3E: Science Flashcards
Is there always a fight between science and religion?
- Dawkins: faith undermines science
- Believers point to gaps in knowledge that science can’t explain
- Creationists take a literal approach to Genesis
- Galileo: heliocentric, believed everything goes around the sun. Persecuted by the Catholic Church. Took this mick out of the Pope’s viewpoint in his book
Are science and religion nothing to do with each other?
- Religion: why - purpose
- Science: how - mechanics
- Separate domains of understanding
- Dawkins: a wall between religion and science
- Stephen Jay Gould: NOMA - non overlapping magisterium. Separate approaches
Can science and religion learn from each other?
- Points of contact
- POMA: partially overlapped magisterium
- St Augustine: evolution, no time before creation
- Calvin: accommodation
- If evidence contradicts the Bible then look at evidence
- Religion gives us stories that science backs up
- Genetics explain selfishness: so does religion?

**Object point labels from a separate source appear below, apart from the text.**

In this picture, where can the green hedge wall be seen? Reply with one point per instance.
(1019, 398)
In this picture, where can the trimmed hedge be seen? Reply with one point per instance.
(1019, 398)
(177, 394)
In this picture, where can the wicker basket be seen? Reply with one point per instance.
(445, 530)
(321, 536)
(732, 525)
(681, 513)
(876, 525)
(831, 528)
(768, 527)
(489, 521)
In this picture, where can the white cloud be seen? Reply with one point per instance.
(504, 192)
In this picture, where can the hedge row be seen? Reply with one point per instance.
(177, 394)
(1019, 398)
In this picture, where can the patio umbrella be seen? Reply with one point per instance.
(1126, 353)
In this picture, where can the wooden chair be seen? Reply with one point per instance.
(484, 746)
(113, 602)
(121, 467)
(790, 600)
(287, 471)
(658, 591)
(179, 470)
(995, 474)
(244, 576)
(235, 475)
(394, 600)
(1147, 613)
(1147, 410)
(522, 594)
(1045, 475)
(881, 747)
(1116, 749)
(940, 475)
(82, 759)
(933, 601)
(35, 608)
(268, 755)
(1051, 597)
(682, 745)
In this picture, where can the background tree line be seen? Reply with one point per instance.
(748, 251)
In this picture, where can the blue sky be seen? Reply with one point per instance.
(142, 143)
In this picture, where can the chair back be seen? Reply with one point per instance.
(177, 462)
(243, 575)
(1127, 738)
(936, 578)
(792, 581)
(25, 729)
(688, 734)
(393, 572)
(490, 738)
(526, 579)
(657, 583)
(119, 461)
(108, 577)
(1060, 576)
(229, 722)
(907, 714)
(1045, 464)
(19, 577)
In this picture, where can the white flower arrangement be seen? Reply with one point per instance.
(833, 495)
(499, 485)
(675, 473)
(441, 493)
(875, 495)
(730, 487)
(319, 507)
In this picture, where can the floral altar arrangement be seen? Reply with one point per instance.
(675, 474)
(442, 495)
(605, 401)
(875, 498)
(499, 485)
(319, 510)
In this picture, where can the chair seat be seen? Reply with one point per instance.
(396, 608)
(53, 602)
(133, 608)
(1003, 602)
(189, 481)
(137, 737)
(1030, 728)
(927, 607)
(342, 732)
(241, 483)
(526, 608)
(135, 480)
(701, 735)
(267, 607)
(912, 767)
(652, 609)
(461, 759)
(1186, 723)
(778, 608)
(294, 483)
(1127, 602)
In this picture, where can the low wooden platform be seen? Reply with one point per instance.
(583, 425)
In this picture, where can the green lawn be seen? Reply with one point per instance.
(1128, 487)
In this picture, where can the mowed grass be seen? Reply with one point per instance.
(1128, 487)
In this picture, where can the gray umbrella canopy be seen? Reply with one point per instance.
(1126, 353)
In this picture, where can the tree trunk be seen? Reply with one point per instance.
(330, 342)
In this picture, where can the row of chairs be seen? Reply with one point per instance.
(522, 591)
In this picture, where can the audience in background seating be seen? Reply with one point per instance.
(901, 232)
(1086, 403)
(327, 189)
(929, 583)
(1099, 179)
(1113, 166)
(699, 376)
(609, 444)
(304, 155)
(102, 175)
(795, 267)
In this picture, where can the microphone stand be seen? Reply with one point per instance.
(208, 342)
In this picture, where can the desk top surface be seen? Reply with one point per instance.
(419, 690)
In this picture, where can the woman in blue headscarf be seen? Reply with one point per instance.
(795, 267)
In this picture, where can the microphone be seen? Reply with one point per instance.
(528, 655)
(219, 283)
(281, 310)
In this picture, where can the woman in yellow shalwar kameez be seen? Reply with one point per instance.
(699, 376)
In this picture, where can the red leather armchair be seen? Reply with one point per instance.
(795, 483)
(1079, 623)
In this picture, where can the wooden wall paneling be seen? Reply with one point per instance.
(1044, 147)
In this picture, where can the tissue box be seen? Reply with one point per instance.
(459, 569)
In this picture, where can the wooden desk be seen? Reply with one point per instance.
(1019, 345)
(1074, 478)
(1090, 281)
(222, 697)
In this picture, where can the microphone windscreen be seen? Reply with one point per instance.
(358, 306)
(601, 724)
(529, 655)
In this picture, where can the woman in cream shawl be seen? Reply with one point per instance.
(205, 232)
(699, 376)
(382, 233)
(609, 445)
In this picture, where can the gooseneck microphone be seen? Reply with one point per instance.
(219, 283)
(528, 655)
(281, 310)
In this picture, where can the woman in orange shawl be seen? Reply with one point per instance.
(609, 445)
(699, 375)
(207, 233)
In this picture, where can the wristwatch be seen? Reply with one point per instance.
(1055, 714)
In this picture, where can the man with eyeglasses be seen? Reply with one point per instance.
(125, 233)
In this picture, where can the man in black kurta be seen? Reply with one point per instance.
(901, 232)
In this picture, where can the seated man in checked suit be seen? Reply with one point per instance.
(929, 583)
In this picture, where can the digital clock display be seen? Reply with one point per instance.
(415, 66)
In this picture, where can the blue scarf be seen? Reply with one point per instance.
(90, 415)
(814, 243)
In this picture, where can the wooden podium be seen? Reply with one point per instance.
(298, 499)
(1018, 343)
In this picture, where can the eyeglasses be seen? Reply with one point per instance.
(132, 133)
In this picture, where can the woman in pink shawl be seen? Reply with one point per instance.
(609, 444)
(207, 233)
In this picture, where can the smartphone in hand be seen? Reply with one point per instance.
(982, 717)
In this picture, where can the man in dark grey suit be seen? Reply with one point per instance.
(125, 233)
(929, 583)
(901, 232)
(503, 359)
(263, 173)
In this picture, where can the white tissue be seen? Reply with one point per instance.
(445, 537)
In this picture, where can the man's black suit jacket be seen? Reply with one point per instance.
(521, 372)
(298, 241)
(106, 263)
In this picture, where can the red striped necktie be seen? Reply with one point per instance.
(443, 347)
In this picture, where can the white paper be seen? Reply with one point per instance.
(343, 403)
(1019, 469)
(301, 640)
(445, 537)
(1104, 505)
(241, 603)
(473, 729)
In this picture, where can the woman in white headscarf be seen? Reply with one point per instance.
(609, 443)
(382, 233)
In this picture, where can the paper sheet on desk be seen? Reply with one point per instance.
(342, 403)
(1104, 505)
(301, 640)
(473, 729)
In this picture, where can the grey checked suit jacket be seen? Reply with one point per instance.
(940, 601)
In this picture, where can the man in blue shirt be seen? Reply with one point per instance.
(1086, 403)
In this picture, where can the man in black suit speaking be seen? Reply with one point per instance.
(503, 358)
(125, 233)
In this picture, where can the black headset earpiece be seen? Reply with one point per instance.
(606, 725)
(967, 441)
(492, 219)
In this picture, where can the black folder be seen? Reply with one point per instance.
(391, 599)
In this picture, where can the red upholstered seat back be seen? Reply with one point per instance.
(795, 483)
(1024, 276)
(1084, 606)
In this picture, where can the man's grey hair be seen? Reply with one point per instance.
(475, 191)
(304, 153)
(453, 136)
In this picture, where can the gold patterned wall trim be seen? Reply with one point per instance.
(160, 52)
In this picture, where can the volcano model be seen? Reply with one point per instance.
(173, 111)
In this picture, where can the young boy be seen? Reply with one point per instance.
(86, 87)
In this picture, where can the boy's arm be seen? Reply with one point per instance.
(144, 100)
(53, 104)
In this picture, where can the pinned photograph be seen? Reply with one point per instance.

Do science and religion both fit together in human understanding?
- Common search for understanding
- ‘2 books’: Book of words is the Bible, and the book of works is nature
- Newton: 4 million words on theology
- Present of Royal Society: clergy, Bishop as first president
What is Dawkins’ view on religion and the relationship between religion and science? (Remember WAGER)
- There is a Wall between religion and science: Gould - NOMA
- Religion is an Abberation: our survival mechanism gone wrong
- God of the Gaps: science now explains things that religion used to
- Religion is the root of Evil: anti-theism - religion is harmful and anti-science. Compares religion to child abuse and a virus
- Rejection of God-hypothesis: there is no good reason to think God explains things
What does Dawkins say our nature comes from?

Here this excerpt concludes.